I Walk Because, Somehow, It's Like Reading'

I've just returned from the hypnotic pilgrimage that is Kathryn Davis's gorgeous novel The Silk Road (Graywolf), where the bardo somehow intersects with the Camino de Santiago: "Like the place in the dream where you always get lost, a well-traveled, well-known road shaking you loose into fear and confusion, propelling you toward that house just around the bend but there is no toward, there is no house, there is no bend."

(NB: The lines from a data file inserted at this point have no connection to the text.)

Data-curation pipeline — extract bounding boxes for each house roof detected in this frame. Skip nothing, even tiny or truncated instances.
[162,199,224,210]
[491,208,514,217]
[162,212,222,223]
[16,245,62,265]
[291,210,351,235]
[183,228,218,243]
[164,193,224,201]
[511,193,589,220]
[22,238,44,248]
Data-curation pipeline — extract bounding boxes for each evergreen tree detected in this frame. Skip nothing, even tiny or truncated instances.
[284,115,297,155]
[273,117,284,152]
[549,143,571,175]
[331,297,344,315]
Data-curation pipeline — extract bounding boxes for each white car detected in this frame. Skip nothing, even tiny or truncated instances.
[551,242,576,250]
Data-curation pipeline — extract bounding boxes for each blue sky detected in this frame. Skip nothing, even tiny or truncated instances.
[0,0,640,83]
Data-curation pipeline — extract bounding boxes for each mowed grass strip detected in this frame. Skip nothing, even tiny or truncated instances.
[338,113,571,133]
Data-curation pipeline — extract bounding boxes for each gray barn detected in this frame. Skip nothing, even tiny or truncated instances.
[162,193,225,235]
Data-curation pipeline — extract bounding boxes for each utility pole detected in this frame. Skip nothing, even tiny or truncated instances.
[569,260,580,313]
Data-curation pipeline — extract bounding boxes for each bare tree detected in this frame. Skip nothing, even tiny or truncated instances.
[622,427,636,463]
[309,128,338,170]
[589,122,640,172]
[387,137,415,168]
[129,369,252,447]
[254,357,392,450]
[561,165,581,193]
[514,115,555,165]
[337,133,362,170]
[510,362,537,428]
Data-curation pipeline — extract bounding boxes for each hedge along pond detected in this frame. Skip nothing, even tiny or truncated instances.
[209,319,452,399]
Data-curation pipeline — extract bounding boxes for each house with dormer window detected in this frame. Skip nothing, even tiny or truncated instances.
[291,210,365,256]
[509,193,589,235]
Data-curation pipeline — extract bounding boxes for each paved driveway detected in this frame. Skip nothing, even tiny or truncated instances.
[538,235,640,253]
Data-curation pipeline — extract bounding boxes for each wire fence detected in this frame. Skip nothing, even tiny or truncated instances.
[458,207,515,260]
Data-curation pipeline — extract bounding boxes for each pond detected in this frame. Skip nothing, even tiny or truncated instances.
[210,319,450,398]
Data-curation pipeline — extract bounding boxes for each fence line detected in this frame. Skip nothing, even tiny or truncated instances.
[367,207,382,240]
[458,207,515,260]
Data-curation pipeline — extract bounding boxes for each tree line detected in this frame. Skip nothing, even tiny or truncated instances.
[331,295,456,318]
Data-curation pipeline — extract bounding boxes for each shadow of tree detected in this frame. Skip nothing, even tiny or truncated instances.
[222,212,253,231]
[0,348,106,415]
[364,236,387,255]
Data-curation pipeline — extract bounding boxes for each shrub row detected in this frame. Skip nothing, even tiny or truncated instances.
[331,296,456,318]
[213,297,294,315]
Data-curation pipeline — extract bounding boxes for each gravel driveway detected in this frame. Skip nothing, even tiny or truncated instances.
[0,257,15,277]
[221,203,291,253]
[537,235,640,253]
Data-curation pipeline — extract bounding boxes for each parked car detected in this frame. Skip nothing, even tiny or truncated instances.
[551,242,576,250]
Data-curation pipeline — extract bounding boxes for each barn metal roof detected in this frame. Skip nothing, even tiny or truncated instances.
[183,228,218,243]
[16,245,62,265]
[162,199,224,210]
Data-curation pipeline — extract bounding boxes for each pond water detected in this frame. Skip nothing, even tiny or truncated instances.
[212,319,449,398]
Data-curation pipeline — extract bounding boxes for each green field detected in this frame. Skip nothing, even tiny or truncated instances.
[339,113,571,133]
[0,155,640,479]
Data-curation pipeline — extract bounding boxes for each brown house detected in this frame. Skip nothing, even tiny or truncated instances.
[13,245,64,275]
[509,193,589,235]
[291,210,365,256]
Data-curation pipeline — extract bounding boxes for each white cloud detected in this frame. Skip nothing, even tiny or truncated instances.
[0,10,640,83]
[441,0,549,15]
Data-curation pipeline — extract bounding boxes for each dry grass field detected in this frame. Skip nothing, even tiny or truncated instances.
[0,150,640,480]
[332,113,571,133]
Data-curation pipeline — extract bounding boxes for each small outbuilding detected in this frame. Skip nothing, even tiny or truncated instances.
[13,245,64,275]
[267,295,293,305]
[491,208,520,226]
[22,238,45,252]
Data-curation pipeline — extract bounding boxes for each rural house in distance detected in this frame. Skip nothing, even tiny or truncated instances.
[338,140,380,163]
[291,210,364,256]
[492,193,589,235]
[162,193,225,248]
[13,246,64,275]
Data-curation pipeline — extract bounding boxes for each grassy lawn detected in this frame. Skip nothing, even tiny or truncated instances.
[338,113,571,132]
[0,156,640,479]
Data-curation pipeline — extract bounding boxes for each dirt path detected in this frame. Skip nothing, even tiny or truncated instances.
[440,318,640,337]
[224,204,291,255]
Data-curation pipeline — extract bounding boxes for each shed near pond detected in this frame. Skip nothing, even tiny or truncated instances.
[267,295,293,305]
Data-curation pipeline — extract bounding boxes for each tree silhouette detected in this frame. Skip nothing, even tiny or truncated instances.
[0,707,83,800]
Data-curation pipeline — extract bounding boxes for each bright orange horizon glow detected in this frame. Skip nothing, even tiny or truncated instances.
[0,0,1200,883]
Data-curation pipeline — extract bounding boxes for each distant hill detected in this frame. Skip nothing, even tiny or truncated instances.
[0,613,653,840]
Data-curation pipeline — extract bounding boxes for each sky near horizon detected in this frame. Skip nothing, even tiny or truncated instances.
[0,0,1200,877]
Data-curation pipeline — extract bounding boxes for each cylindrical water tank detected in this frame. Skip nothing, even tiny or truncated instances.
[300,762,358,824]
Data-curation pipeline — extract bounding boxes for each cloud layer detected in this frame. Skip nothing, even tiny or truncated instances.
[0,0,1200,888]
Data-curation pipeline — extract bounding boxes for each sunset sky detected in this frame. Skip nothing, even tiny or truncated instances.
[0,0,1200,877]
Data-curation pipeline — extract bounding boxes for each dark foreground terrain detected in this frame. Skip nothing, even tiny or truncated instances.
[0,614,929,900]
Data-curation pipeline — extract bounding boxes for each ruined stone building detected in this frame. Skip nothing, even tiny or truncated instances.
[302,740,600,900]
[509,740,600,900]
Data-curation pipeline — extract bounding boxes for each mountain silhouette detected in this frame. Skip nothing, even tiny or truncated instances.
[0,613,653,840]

walkWalking is complicated. "For more than 15 years now I have been writing about the relationships between landscape and the human heart," Robert Macfarlane observes in Underland: A Deep Time Journey (Norton), an extraordinary account of his own "journeys into darkness, and of descents made in search of knowledge." Sometimes he climbs: "A cloud-sea fills the landscape below us."

In Here Is Where I Walk: Episodes from a Life in the Forest (University of Nevada Press), Leslie Carol Roberts deftly explores her world through the lens of daily walks in San Francisco's Presidio: "I think of the wild and how it inhabits urban spaces, as image, memory, park, as a place for art to show ideas of our larger situation. Are city parks actually wild places? It depends on whom you ask."

"I walk because, somehow, it's like reading," Lauren Elkin writes in Flâneuse: Women Walk the City in Paris, New York, Tokyo, Venice, and London(FSG). "You're privy to these lives and conversations that have nothing to do with yours, but you can eavesdrop on them. Sometimes it's overcrowded; sometimes the voices are too loud. But there is always companionship. You are not alone. You walk in the city side by side with the living and the dead."

Although Erling Kagge's feet seem firmly planted on the ground in Walking: One Step at a Time (translated by Becky L. Crook, Pantheon), he still sees the mind-bending possibilities: "And this is precisely the secret held by all those who go by foot: life is prolonged when you walk. Walking expands time rather than collapses it."